Contract with Westinghouse to buy Ukrainian nuclear power plant reactor cost $437.5 mln - Energoatom

MOSCOW. Dec 27 (Interfax) - The contract between Ukraine's Energoatom and Westinghouse Electric Company for the purchase of a reactor unit for Ukraine's first nuclear power unit using AP1000 technology cost $437.5 million, Ukrainian media reported quoting information that Energoatom published in the electronic Prozorro procurement system.

Energoatom chief Petr Kotin and Westinghouse CEO Patrick Fragman signed an agreement on December 17 to deliver a new reactor for what will be Ukraine's first AP1000 unit at the Khmelnitsky NPP.

The unit has already been manufactured and is currently in the United States, Galushchenko said. Construction work at the Khmelnitsky NPP site will begin once the Verkhovna Rada adopts the required legislation. Once the law is adopted, the company will be ready to begin construction as soon as possible; the unit will add 1.1 GW of installed electrical capacity to the country's energy system.

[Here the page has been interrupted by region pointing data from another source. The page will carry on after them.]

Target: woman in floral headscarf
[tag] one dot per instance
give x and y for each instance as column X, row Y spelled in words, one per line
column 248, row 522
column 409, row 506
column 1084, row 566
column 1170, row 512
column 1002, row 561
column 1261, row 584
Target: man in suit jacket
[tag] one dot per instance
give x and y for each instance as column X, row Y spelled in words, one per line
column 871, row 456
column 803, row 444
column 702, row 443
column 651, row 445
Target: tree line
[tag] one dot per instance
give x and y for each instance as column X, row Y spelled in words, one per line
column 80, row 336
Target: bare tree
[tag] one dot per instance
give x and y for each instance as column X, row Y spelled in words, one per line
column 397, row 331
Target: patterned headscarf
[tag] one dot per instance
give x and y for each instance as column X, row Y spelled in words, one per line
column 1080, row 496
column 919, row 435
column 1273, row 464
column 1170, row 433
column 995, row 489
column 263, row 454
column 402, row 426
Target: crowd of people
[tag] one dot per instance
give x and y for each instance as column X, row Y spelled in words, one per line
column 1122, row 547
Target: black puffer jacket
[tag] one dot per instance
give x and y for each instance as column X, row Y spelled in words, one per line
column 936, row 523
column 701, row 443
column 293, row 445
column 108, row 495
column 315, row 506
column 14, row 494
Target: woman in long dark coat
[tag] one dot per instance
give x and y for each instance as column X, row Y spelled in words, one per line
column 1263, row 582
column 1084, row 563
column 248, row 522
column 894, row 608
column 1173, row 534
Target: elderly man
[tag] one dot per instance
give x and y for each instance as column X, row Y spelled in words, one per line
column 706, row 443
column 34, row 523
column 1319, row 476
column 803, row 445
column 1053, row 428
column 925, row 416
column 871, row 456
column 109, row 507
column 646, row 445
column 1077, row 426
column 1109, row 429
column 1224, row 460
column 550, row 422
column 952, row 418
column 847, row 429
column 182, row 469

This reactor could be launched at Khmelnitsky Nuclear Power Plant in 2028-2029. The Khmelnitsky NPP currently operates two units with combined capacity of 2 GW.

Energoatom and Westinghouse signed a memorandum in the fall of 2021 on the construction of five nuclear power units in Ukraine, and in the summer of 2022, an agreement to increase the number of nuclear units using AP1000 technology to nine and to create a Westinghouse engineering and technical center in the country. A contract was also signed for the development of an updated feasibility study for the construction of two AP1000 units at the Khmelnitsky NPP site.

After the abandonment of Russian nuclear fuel, Westinghouse became the only supplier of fuel assemblies for Ukrainian nuclear power plants.